Limit of trigonometric equation

I'm working through some trig questions and don't understand this one:

$\displaystyle \lim_{ x \to 0} \frac{1 - \cos 2x}{3x^{2}}$

My first thought was since $\displaystyle \lim_{x \to 0} \cos x = 1$, the answer would be 0, but alas, it turned out to be $\displaystyle \frac{2}{3}$

Could anyone shed some light on this?

Re: Limit of trigonometric equation

Quote:

Originally Posted by

**Lepzed** I'm working through some trig questions and don't understand this one:

$\displaystyle \lim_{ x \to 0} \frac{1 - \cos 2x}{3x^{2}}$

My first thought was since $\displaystyle \lim_{x \to 0} \cos x = 1$, the answer would be 0, but alas, it turned out to be $\displaystyle \frac{2}{3}$

Note that $\displaystyle \cos (2x)=1-2\sin^2(x)$ thus

$\displaystyle \frac{1 - \cos (2x)}{3x^{2}}=\frac{2\sin^2(x)}{3x^{2}}=\frac{2}{3 }\left(\frac{\sin(x)}{x}\right)^2$

Re: Limit of trigonometric equation

Ah, so I should've rewritten the cos 2x expression, before applying the limit.

Thanks!
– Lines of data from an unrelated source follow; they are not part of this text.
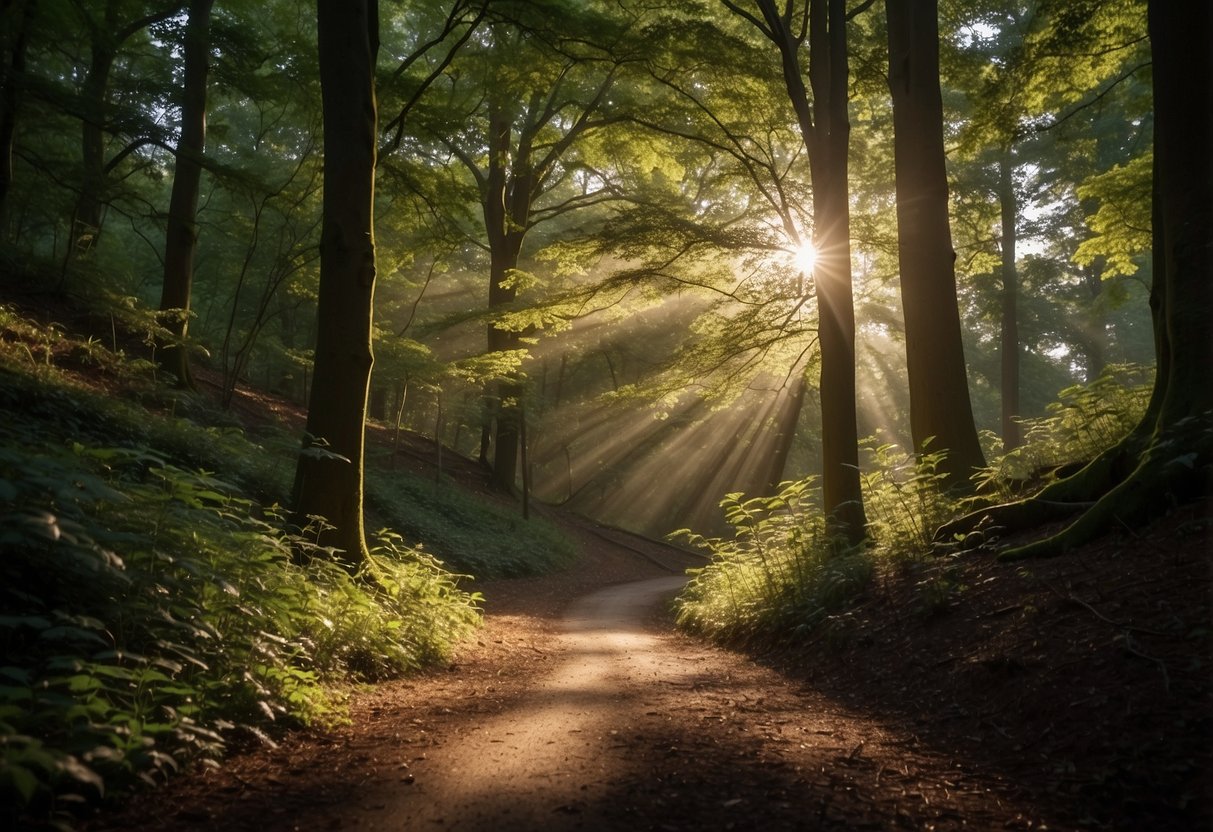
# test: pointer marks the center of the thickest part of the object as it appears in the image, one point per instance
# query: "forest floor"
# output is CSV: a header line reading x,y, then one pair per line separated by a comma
x,y
1065,694
956,693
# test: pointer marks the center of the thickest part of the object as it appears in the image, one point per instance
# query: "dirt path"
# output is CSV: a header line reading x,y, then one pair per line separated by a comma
x,y
579,707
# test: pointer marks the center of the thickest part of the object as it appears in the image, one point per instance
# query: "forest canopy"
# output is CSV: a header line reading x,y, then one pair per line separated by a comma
x,y
588,222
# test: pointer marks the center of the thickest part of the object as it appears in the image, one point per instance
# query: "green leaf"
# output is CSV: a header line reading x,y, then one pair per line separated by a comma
x,y
18,779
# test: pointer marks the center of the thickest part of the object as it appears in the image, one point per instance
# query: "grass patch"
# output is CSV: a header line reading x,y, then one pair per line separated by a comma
x,y
779,576
154,610
470,535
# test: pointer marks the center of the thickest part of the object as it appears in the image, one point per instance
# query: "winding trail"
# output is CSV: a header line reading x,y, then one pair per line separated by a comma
x,y
559,751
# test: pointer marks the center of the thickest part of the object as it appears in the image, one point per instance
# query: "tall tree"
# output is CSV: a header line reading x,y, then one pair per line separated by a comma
x,y
1168,456
182,235
531,123
16,16
107,34
825,129
329,477
1008,343
939,393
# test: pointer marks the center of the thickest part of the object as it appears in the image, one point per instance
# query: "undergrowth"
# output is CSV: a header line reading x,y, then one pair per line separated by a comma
x,y
779,575
471,535
152,608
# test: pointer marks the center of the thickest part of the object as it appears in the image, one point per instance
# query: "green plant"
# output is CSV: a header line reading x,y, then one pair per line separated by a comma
x,y
905,499
1085,421
779,573
152,611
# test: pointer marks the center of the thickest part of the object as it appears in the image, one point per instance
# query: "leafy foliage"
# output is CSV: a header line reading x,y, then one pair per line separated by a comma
x,y
1085,420
781,576
153,613
472,535
780,573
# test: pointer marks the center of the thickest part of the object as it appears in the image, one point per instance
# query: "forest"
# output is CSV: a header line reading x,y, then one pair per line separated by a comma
x,y
346,341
Really helpful!

Re: Limit of trigonometric equation

I worked through another exercise and I'm wondering if my approach is correct. It might be a bit verbose, but I'd like to be clear on my train of thought:

$\displaystyle \lim_{x \to 0} \frac{x^2}{\sin x \tan 3x} = \lim_{x \to 0} \frac{x^2}{\sin x \frac{\sin 3x}{\cos 3x}} = \lim_{x \to 0} \frac{x^2}{\frac{ \sin x \cos x \sin 3x}{\cos 3x}} = \lim_{x \to 0} \frac{x^2 \cos 3x}{\sin x \cos x \sin 3x} = \lim_{x \to 0} \frac{x \cos 3x}{ \sin 3x \cos x } = \lim_{x \to 0} \frac{x}{ \sin 3x} = \frac{1}{3}$

Am I doing anything illegal here? I can't really identify with the meaning of this, so it's a mechanical process for me, I can't visualize this at all.
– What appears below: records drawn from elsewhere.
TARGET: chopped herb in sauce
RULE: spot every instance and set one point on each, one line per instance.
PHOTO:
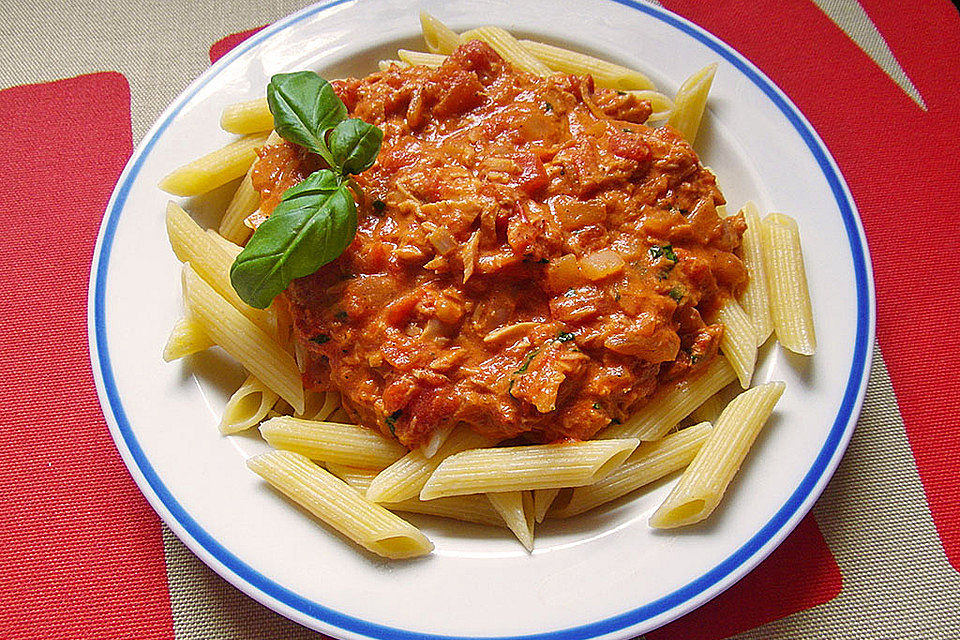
(664, 251)
(526, 363)
(391, 420)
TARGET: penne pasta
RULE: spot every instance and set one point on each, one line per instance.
(214, 169)
(691, 101)
(438, 37)
(475, 508)
(671, 404)
(231, 248)
(347, 444)
(508, 47)
(404, 479)
(605, 74)
(527, 467)
(211, 262)
(250, 116)
(356, 477)
(704, 482)
(247, 406)
(650, 462)
(711, 408)
(755, 299)
(542, 500)
(437, 438)
(739, 341)
(383, 65)
(420, 58)
(661, 104)
(245, 201)
(244, 341)
(516, 509)
(186, 337)
(789, 295)
(339, 505)
(319, 405)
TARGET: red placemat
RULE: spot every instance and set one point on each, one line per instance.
(81, 552)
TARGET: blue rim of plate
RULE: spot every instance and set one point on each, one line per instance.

Re: Limit of trigonometric equation

Quote:

Originally Posted by

**Lepzed** I worked through another exercise and I'm wondering if my approach is correct. It might be a bit verbose, but I'd like to be clear on my train of thought:

$\displaystyle \lim_{x \to 0} \frac{x^2}{\sin x \tan 3x} = \lim_{x \to 0} \frac{x^2}{\sin x \frac{\sin 3x}{\cos 3x}} = \lim_{x \to 0} \frac{x^2}{\frac{ \sin x \cos x \sin 3x}{\cos 3x}} = \lim_{x \to 0} \frac{x^2 \cos 3x}{\sin x \cos x \sin 3x} = \lim_{x \to 0} \frac{x \cos 3x}{ \sin 3x \cos x } = \lim_{x \to 0} \frac{x}{ \sin 3x} = \frac{1}{3}$

It would easier to follow writing it as:

$\displaystyle \left( {\frac{x}{{\sin (x)}}} \right)\left( {\frac{x}{{\sin (3x)}}} \right)\left( {\frac{{\cos (3x)}}{{\cos (x)}}} \right)$